2016’da 39 yaşında olacağım ve uzun bir vaktim olacak teknik direktör olarak geçireceğim. Dolayısıyla bir yerden başlamak gerek. O ya da bu diye bir ayrım yapmıyorum. Ancak büyük bir isimle 2. antrenör olarak çalışma fırsatım olusa daha iyi olur diye düşünüyorum.”
‘Sadece futbolu konuşacağım’
Yıllarca kritik edildin, şimdi sen kritik edeceksin. Pek çoğu tanıdığın isimler, arkadaşların. Zor olacağını düşünüyor musun?
“Evet, çok kolay olamayacak. Şu an yapacağım işte durum farklı. Yalnızca futboldan bahsedeceğim. Kimsenin özel hayatı, kişisel başka konuları beni ilgilendirmiyor. Ben sadece ve sadece futbola dair değerlendirme yapacağım. Beğendiğim ya da beğenmediğimi dile getirdiğim her şey futbolla ilgili olacak.”
‘Türkiye’den yorumculuk teklifi almadım’
Bir TV kanalıyla 2 yıllık bir anlaşma yaptın ve yorumculuk hayatına başlıyorsun. Antrenörlük kursun da devam ediyor.
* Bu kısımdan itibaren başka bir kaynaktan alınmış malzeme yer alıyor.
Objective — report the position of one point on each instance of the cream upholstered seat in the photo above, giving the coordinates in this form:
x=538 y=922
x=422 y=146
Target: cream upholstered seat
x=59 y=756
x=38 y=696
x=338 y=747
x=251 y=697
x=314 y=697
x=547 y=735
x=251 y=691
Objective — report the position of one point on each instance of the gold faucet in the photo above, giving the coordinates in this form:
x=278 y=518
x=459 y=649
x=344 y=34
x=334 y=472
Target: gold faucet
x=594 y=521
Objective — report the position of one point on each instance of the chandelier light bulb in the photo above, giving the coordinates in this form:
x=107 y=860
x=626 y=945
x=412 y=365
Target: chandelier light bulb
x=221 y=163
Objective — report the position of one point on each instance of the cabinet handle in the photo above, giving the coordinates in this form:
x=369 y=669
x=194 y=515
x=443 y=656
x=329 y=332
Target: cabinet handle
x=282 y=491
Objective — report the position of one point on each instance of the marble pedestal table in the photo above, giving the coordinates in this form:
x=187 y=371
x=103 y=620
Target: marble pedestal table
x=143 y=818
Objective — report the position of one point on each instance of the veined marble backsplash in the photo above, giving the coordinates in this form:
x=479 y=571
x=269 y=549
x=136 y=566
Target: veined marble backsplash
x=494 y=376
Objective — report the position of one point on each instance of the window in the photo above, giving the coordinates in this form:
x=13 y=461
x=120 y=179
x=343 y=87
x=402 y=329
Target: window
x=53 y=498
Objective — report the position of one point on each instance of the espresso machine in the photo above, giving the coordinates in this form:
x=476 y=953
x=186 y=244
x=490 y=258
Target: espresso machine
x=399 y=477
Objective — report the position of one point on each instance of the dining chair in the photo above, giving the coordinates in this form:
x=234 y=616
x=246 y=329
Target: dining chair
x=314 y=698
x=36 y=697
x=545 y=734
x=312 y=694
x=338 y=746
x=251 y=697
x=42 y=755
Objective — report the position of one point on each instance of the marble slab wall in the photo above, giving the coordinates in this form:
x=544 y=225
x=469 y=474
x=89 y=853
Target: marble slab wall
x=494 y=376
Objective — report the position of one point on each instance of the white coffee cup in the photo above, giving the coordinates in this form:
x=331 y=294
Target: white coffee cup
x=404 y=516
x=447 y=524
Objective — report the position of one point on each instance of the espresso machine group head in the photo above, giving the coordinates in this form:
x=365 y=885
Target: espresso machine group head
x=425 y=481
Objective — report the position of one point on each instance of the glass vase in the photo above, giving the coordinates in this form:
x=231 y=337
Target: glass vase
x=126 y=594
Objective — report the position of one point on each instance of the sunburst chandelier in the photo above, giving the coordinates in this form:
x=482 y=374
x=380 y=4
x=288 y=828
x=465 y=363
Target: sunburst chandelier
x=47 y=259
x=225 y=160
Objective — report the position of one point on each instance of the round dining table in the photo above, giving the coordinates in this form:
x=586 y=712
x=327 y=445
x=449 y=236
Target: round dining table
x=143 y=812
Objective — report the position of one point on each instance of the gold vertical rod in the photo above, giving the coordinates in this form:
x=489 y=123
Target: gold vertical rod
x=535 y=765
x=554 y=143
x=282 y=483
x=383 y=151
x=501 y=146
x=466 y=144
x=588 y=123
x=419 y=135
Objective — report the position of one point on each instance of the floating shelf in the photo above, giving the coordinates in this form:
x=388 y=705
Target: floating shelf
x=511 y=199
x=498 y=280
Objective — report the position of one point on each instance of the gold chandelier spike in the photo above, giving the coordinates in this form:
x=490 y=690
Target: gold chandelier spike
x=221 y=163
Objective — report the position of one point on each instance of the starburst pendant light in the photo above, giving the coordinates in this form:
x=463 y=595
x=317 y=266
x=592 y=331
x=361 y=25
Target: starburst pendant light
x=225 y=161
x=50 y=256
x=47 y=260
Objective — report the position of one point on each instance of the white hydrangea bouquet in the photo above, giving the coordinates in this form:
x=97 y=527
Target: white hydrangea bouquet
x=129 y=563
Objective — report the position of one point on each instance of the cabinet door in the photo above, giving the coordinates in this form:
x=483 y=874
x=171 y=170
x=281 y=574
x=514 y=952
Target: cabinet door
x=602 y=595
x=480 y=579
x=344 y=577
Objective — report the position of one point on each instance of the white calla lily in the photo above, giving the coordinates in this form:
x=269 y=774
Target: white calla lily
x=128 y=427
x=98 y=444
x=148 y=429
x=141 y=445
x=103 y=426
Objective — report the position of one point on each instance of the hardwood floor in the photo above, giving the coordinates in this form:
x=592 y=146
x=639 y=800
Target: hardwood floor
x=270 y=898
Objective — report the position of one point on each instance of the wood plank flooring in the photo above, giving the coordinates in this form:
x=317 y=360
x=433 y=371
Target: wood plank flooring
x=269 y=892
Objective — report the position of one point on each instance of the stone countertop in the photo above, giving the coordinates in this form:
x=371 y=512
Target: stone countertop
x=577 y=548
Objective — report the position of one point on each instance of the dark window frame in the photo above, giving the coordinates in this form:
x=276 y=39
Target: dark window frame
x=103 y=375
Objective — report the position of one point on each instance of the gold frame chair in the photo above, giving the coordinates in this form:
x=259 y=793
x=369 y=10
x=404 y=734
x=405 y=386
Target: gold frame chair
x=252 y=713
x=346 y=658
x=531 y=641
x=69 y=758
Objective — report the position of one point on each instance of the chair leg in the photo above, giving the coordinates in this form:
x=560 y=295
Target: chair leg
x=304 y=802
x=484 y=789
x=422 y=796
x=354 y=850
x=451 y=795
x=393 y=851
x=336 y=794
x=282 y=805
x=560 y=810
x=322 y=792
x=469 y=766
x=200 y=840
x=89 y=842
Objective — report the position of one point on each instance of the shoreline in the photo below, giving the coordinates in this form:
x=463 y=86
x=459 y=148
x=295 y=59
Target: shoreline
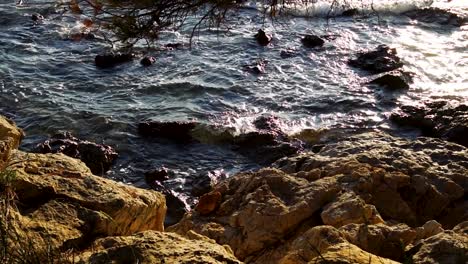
x=326 y=198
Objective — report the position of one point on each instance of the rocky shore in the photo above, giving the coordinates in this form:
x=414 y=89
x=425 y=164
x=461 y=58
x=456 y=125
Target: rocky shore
x=369 y=198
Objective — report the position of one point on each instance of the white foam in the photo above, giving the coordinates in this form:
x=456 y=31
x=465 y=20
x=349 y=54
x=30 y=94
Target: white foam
x=324 y=8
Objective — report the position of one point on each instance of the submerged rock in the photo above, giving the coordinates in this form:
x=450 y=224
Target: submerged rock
x=172 y=46
x=262 y=38
x=350 y=12
x=148 y=61
x=288 y=53
x=159 y=175
x=37 y=17
x=379 y=191
x=394 y=80
x=112 y=59
x=437 y=15
x=175 y=130
x=204 y=182
x=439 y=119
x=382 y=59
x=97 y=157
x=257 y=68
x=312 y=41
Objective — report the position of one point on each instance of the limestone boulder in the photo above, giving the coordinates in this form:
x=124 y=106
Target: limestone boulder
x=373 y=194
x=60 y=201
x=349 y=208
x=325 y=244
x=259 y=209
x=156 y=247
x=448 y=247
x=382 y=240
x=408 y=181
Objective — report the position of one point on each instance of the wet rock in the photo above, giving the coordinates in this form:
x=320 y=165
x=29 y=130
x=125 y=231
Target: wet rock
x=256 y=68
x=350 y=12
x=81 y=36
x=262 y=38
x=437 y=15
x=269 y=143
x=394 y=80
x=97 y=157
x=148 y=61
x=176 y=207
x=10 y=138
x=112 y=59
x=439 y=119
x=266 y=147
x=312 y=41
x=157 y=247
x=269 y=123
x=204 y=182
x=288 y=53
x=274 y=216
x=37 y=17
x=159 y=175
x=173 y=46
x=177 y=131
x=208 y=203
x=382 y=59
x=325 y=244
x=349 y=208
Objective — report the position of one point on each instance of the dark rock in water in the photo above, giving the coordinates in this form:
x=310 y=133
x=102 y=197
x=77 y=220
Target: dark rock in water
x=437 y=15
x=178 y=131
x=288 y=53
x=148 y=61
x=81 y=36
x=37 y=17
x=394 y=80
x=350 y=12
x=111 y=60
x=257 y=68
x=266 y=146
x=439 y=119
x=382 y=59
x=204 y=182
x=97 y=157
x=329 y=36
x=312 y=41
x=255 y=139
x=176 y=207
x=268 y=122
x=262 y=38
x=157 y=175
x=209 y=203
x=173 y=45
x=268 y=143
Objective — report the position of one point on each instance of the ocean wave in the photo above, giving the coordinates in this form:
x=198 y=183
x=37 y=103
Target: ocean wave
x=314 y=8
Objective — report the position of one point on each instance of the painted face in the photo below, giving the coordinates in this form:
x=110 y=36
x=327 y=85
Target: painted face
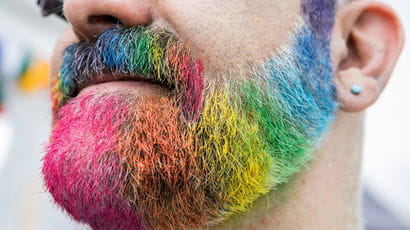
x=197 y=139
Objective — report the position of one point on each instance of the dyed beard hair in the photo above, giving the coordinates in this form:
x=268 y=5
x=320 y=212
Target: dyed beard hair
x=190 y=160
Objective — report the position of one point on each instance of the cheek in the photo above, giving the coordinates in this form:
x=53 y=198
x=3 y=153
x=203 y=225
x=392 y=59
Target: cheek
x=66 y=38
x=225 y=33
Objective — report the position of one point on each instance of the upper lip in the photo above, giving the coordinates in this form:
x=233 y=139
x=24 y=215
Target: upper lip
x=115 y=77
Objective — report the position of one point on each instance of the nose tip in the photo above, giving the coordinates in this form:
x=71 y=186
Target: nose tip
x=90 y=18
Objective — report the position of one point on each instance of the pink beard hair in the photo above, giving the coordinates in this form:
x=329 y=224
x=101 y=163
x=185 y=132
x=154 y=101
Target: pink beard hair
x=108 y=164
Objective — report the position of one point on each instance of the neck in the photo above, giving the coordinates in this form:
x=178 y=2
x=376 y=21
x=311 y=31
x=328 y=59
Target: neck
x=324 y=196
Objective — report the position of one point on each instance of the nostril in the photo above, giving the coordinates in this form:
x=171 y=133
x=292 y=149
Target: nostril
x=104 y=20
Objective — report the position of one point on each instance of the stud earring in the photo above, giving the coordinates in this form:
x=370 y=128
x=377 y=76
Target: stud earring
x=356 y=89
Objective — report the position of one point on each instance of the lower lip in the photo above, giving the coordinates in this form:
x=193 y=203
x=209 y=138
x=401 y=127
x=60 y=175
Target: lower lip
x=115 y=86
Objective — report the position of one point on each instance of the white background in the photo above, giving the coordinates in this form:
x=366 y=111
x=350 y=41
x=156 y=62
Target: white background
x=24 y=204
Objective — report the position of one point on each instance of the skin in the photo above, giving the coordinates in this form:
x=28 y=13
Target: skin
x=366 y=42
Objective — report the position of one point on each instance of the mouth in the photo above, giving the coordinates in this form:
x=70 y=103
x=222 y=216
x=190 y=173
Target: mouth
x=112 y=82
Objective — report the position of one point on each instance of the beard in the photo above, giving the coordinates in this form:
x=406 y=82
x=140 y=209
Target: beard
x=190 y=159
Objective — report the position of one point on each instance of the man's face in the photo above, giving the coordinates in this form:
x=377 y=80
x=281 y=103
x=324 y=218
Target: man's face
x=188 y=120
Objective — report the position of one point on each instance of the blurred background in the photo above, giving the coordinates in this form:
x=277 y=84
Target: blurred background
x=26 y=43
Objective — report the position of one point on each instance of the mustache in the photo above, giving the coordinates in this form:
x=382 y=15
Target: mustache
x=136 y=53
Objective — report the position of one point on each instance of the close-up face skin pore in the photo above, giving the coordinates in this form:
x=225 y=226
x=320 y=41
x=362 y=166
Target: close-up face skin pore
x=194 y=114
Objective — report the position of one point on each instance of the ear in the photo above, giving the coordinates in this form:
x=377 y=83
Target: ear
x=367 y=41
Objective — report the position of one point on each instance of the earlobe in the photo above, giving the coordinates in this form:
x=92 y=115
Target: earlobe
x=356 y=92
x=373 y=38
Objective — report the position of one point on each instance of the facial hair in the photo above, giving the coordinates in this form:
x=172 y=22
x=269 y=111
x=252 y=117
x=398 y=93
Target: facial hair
x=191 y=159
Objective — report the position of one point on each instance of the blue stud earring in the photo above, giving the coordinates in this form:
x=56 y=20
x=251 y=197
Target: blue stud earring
x=356 y=89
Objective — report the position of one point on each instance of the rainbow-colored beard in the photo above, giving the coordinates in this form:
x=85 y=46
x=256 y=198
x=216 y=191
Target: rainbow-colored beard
x=193 y=158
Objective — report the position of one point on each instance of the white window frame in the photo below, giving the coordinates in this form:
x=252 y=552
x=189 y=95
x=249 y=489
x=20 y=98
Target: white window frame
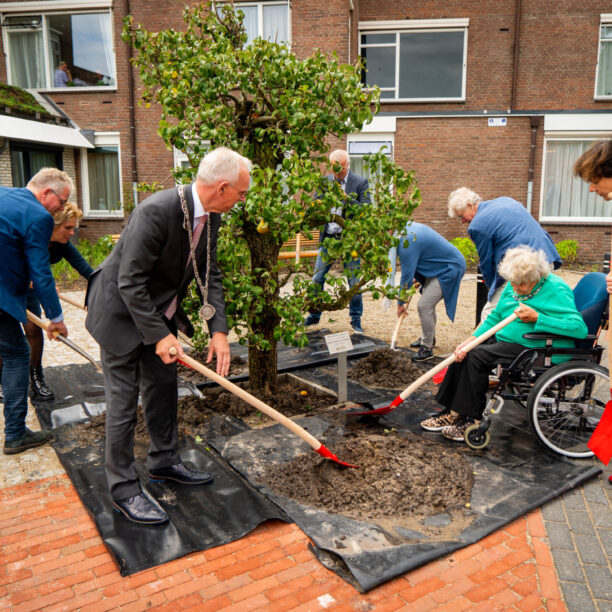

“Kursa devam ediyorum ve 2016 Ekim-Kasım gibi antrenörlük lisansımı almış olacağım. Bu süreçte televizyonda yorumculuk yapacağım. Ben Türkiye’de yorumculuk yapmak adına hiçbir görüşme yapmadım. Önümüzdeki birkaç yıl için Türkiye’ye sadece tatil için geleceğim. Ondan sonrasını bilemem.”